In his notes, Latchoumia indicates that he built the recording much like an opera, starting with an overture-like piece: Liszt’s fantasy piece on motifs from Wagner’s opera Rienzi. This is an interesting choice, because Rienzi was disclaimed by Wagner within a decade of its composition, and remains outside the traditional Wagner oeuvre. It has never been performed at Bayreuth, for example. But yet, in Liszt’s hands, it remains an impressive work through its transformation by piano.
Liszt: Wagner – Phantasiestück über Motive aus Rienzi, S439/R272
The recording follows with the 3-movement Fantasia in F sharp minor, an early work by Wagner. The pianist found the piece astounding and used its operatic character, with its seeming recitatives and arias, as operatic in character, and noted that “from the harmonic point of view one finds things that anticipate Tristan und Isolde.”
Latchoumia then turns to the work of Gérard Pesson, a contemporary French composer, whose work En Haut du mât (At the Mast Top), takes its inspiration from the young sailor’s song in Act 1, scene 1 of Tristan. We are so far away from the romantic fullness of Wagner and Liszt and now in a world of solitude and fog that this work is very effective in getting the listener to focus again on what Wagner placed in his music.
Pesson: En haut du mât
The art of the paraphrase/transcription, still from Tristan but now from contemporaries of Wagner, returns us to the past. Austrian pianist Alfred Jaëll was influential in the careers of many mid-19th century virtuosos: introducing Adelina Patti to the American musical public, performing with Ole Bull, and took up Louis Moreau Gottschalk’s works into his repertoire. He also made transcriptions of Wagner and we have one on this recording that’s used as the preparation for the Liszt transcription of the Liebestod.
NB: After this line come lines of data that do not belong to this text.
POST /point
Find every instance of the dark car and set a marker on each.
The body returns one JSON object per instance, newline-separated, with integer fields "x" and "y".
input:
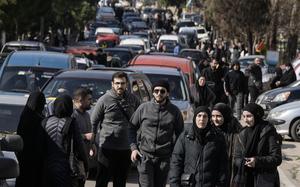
{"x": 22, "y": 73}
{"x": 98, "y": 80}
{"x": 124, "y": 54}
{"x": 195, "y": 54}
{"x": 273, "y": 98}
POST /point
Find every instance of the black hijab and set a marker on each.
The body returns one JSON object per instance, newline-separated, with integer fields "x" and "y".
{"x": 253, "y": 133}
{"x": 200, "y": 133}
{"x": 63, "y": 106}
{"x": 226, "y": 112}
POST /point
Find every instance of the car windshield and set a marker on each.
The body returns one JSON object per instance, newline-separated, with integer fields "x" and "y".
{"x": 294, "y": 84}
{"x": 8, "y": 48}
{"x": 193, "y": 54}
{"x": 246, "y": 62}
{"x": 61, "y": 86}
{"x": 25, "y": 79}
{"x": 124, "y": 56}
{"x": 177, "y": 88}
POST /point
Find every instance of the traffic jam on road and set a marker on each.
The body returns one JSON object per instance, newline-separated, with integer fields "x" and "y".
{"x": 149, "y": 43}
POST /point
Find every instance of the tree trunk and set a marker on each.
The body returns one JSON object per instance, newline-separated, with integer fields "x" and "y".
{"x": 292, "y": 46}
{"x": 250, "y": 41}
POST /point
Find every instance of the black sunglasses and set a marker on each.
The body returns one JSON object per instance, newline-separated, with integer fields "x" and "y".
{"x": 162, "y": 91}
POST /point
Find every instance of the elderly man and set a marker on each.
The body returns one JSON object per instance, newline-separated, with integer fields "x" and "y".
{"x": 156, "y": 122}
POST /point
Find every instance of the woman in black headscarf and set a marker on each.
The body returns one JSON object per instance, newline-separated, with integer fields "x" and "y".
{"x": 62, "y": 131}
{"x": 29, "y": 128}
{"x": 200, "y": 153}
{"x": 258, "y": 150}
{"x": 205, "y": 95}
{"x": 229, "y": 126}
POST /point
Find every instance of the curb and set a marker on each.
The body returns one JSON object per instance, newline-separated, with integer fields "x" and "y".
{"x": 284, "y": 179}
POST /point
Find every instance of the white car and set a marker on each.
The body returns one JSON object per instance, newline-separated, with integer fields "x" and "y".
{"x": 104, "y": 30}
{"x": 137, "y": 41}
{"x": 171, "y": 38}
{"x": 286, "y": 119}
{"x": 202, "y": 33}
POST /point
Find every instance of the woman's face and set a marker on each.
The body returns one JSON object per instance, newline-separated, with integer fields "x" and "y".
{"x": 201, "y": 81}
{"x": 217, "y": 118}
{"x": 248, "y": 118}
{"x": 201, "y": 120}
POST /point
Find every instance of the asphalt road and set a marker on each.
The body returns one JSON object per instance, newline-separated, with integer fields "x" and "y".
{"x": 289, "y": 170}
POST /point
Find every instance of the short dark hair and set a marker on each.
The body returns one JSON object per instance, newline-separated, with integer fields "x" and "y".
{"x": 81, "y": 93}
{"x": 119, "y": 74}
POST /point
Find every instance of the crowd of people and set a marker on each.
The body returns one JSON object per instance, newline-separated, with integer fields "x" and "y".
{"x": 215, "y": 150}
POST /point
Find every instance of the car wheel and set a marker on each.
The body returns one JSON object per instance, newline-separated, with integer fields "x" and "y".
{"x": 295, "y": 130}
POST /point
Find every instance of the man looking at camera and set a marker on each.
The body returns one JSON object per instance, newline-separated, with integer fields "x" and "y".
{"x": 156, "y": 122}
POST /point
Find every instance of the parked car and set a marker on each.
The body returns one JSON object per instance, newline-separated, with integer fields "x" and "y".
{"x": 98, "y": 80}
{"x": 186, "y": 65}
{"x": 179, "y": 90}
{"x": 105, "y": 13}
{"x": 124, "y": 54}
{"x": 268, "y": 71}
{"x": 286, "y": 119}
{"x": 9, "y": 168}
{"x": 279, "y": 96}
{"x": 171, "y": 40}
{"x": 22, "y": 73}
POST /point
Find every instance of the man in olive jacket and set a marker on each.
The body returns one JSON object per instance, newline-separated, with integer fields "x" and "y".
{"x": 156, "y": 122}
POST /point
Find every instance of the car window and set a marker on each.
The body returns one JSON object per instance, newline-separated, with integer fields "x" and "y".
{"x": 60, "y": 86}
{"x": 24, "y": 79}
{"x": 177, "y": 88}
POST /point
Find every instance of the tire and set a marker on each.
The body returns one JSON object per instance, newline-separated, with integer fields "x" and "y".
{"x": 295, "y": 131}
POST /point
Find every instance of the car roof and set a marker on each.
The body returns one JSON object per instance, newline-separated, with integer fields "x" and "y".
{"x": 252, "y": 57}
{"x": 156, "y": 69}
{"x": 37, "y": 58}
{"x": 168, "y": 37}
{"x": 24, "y": 43}
{"x": 161, "y": 60}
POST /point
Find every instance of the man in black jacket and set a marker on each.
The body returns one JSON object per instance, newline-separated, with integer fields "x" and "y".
{"x": 288, "y": 75}
{"x": 234, "y": 88}
{"x": 156, "y": 122}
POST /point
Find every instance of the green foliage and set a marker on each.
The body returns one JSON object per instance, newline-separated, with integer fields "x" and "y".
{"x": 22, "y": 16}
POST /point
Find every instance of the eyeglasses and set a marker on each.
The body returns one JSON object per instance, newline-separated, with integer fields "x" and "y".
{"x": 162, "y": 91}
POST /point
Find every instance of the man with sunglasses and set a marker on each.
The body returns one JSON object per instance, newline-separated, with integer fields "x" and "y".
{"x": 151, "y": 136}
{"x": 113, "y": 111}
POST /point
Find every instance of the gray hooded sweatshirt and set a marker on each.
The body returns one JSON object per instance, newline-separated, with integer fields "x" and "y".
{"x": 113, "y": 122}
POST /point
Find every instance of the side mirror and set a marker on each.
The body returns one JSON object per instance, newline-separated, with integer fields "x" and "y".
{"x": 9, "y": 168}
{"x": 12, "y": 143}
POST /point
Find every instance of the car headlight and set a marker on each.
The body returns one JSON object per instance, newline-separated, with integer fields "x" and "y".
{"x": 274, "y": 114}
{"x": 281, "y": 97}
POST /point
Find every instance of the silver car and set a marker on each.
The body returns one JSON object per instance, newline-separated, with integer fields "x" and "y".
{"x": 286, "y": 119}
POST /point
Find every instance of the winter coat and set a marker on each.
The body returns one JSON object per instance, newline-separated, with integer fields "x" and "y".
{"x": 234, "y": 82}
{"x": 30, "y": 129}
{"x": 212, "y": 167}
{"x": 268, "y": 157}
{"x": 287, "y": 78}
{"x": 113, "y": 122}
{"x": 156, "y": 125}
{"x": 204, "y": 96}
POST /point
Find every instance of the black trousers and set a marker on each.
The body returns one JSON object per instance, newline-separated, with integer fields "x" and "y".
{"x": 115, "y": 167}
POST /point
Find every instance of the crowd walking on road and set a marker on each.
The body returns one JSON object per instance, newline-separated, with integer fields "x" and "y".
{"x": 215, "y": 150}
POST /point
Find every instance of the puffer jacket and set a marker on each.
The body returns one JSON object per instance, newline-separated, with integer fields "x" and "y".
{"x": 212, "y": 167}
{"x": 267, "y": 159}
{"x": 112, "y": 120}
{"x": 156, "y": 125}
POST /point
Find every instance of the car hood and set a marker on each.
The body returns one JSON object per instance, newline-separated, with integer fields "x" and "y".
{"x": 12, "y": 98}
{"x": 277, "y": 91}
{"x": 182, "y": 105}
{"x": 288, "y": 106}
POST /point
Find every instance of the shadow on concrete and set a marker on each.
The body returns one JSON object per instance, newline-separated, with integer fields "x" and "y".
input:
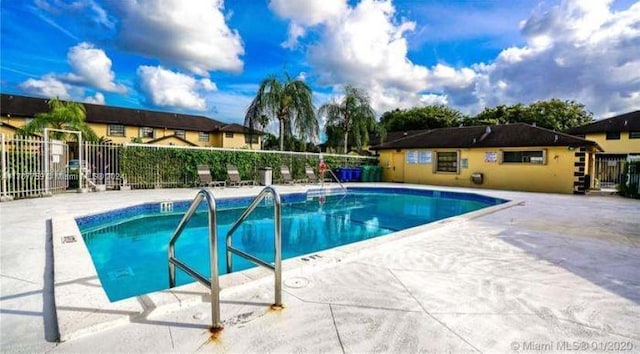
{"x": 49, "y": 315}
{"x": 613, "y": 269}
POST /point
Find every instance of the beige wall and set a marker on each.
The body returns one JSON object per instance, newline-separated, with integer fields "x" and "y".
{"x": 556, "y": 176}
{"x": 237, "y": 142}
{"x": 216, "y": 139}
{"x": 622, "y": 146}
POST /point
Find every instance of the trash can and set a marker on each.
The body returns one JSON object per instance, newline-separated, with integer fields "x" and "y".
{"x": 364, "y": 177}
{"x": 342, "y": 174}
{"x": 377, "y": 174}
{"x": 266, "y": 176}
{"x": 357, "y": 174}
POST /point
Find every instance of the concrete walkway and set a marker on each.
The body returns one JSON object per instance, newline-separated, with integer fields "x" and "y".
{"x": 559, "y": 271}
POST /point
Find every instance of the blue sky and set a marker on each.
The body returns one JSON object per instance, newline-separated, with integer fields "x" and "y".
{"x": 208, "y": 56}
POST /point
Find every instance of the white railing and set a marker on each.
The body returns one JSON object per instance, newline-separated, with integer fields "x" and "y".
{"x": 23, "y": 170}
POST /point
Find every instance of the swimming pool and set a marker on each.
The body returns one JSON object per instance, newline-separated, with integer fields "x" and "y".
{"x": 129, "y": 246}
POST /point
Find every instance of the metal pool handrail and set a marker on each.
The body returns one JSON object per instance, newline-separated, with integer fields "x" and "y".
{"x": 212, "y": 283}
{"x": 277, "y": 223}
{"x": 337, "y": 180}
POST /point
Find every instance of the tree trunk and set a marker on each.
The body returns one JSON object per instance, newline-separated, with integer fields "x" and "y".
{"x": 346, "y": 141}
{"x": 281, "y": 134}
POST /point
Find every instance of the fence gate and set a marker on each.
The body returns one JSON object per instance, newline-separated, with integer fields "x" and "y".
{"x": 58, "y": 178}
{"x": 609, "y": 170}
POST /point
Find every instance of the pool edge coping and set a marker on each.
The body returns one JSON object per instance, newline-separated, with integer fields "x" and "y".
{"x": 83, "y": 308}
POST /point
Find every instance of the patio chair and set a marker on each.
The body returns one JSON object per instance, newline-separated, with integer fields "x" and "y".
{"x": 311, "y": 175}
{"x": 205, "y": 178}
{"x": 234, "y": 177}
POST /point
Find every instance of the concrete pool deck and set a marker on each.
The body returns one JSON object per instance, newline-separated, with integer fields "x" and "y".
{"x": 559, "y": 270}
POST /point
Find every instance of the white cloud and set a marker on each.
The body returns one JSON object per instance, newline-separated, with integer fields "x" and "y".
{"x": 366, "y": 47}
{"x": 191, "y": 34}
{"x": 92, "y": 67}
{"x": 577, "y": 50}
{"x": 98, "y": 98}
{"x": 580, "y": 50}
{"x": 165, "y": 88}
{"x": 48, "y": 86}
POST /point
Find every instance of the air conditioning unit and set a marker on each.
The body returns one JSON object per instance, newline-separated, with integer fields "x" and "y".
{"x": 477, "y": 178}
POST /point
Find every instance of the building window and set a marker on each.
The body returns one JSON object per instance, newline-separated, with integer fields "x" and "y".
{"x": 146, "y": 132}
{"x": 613, "y": 135}
{"x": 533, "y": 157}
{"x": 115, "y": 130}
{"x": 250, "y": 139}
{"x": 447, "y": 161}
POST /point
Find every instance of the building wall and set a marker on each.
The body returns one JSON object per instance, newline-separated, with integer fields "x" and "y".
{"x": 556, "y": 176}
{"x": 622, "y": 146}
{"x": 237, "y": 142}
{"x": 215, "y": 138}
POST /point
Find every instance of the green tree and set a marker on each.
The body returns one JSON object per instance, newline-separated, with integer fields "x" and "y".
{"x": 353, "y": 115}
{"x": 554, "y": 114}
{"x": 61, "y": 115}
{"x": 427, "y": 117}
{"x": 289, "y": 102}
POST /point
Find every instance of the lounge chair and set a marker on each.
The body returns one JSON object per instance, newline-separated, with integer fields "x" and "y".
{"x": 234, "y": 177}
{"x": 311, "y": 175}
{"x": 205, "y": 178}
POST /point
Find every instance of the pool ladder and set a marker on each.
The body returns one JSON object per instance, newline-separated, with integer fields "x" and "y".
{"x": 213, "y": 282}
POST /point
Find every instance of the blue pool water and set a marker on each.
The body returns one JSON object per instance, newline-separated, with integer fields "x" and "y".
{"x": 129, "y": 246}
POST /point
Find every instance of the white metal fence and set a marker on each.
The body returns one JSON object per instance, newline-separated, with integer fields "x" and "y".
{"x": 23, "y": 170}
{"x": 633, "y": 172}
{"x": 609, "y": 170}
{"x": 111, "y": 166}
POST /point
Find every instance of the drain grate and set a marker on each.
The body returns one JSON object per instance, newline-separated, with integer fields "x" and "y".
{"x": 166, "y": 207}
{"x": 69, "y": 239}
{"x": 121, "y": 273}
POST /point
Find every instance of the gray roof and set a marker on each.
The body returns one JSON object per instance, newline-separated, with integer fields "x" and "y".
{"x": 27, "y": 107}
{"x": 504, "y": 135}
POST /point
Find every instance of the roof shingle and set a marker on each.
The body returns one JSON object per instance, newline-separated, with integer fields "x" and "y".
{"x": 504, "y": 135}
{"x": 27, "y": 107}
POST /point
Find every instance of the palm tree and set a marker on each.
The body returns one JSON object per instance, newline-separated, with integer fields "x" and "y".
{"x": 351, "y": 115}
{"x": 289, "y": 102}
{"x": 62, "y": 115}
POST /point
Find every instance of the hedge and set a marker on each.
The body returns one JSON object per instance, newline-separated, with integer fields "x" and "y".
{"x": 149, "y": 167}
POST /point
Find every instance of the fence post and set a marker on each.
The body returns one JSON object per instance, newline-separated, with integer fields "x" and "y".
{"x": 5, "y": 196}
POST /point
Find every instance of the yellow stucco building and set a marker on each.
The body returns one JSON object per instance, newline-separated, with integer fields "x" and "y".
{"x": 124, "y": 125}
{"x": 619, "y": 137}
{"x": 616, "y": 135}
{"x": 511, "y": 156}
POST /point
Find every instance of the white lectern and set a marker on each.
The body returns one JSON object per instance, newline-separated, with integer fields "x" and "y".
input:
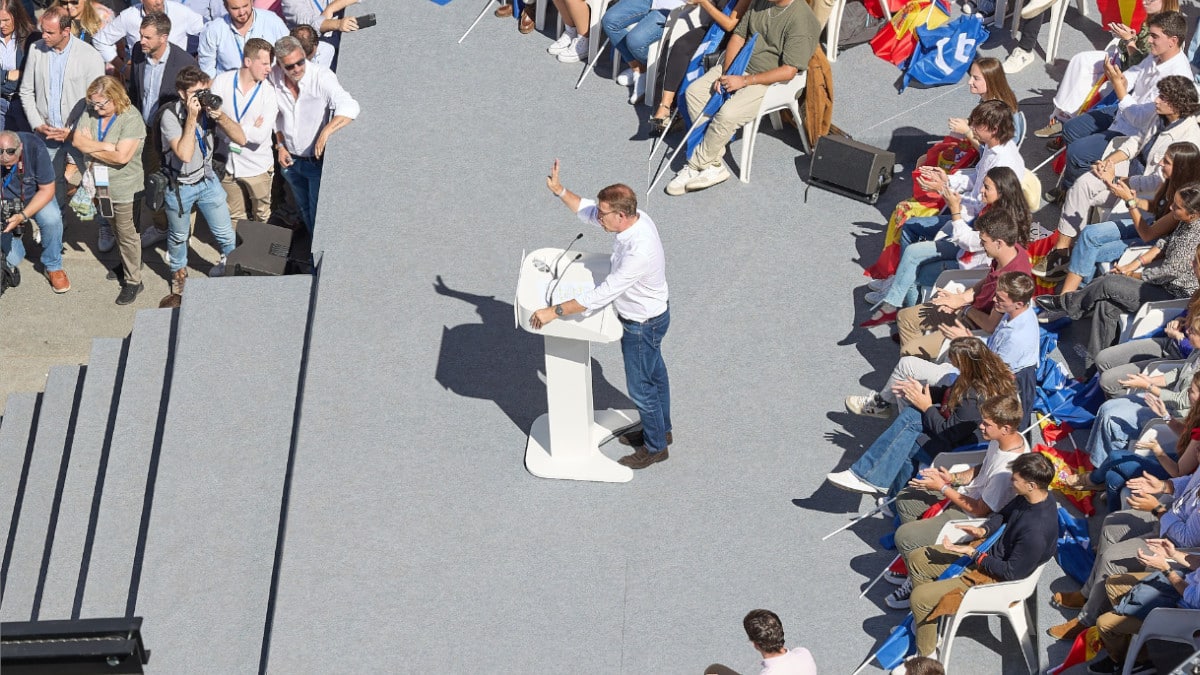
{"x": 565, "y": 442}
Jaëll: 3 Stucke aus Richard Wagner’s Tristan und Isolde: No. 1, Op. 112
Liszt: Wagner – Isoldes Liebestod from Tristan und Isolde, 2447/R280
After the sublime and forbidden love of Tristan and Isolde, we visit the Ring Cycle, but in the hands of Hugo Wolf. The longest work on this recording is Wolf’s Paraphrase of Die Walküre. Born 50 years after Wagner, Wolf spans the late Romantic and the early 20th century sensibilities. Immediately, you know that you’re not in the claustrophobic world of Liszt in this paraphrase – the writing is virtuosic but spare, being informed by the composer’s own idolatry of Wagner.
The recording closes with an unusual work, an Elegie by Wagner that brings us back from the Magic Fire Music at the end of the Wolf paraphrase to a position of repose and reflection, seemingly to mirror the earlier quiet section we had with the Pesson work.
Wagner: Elegie
The Elegie was part of a sketch for Tristan and so we return to the central organizing idea for the recording as a whole: the Liszt Liebestod transcription.
The recording is an excellent way of looking at Wagner both through his own developing sound and through the eyes of those he influenced. Some were his contemporaries, Wolf was his follower, and Pesson’s work gives us a cool modern reading.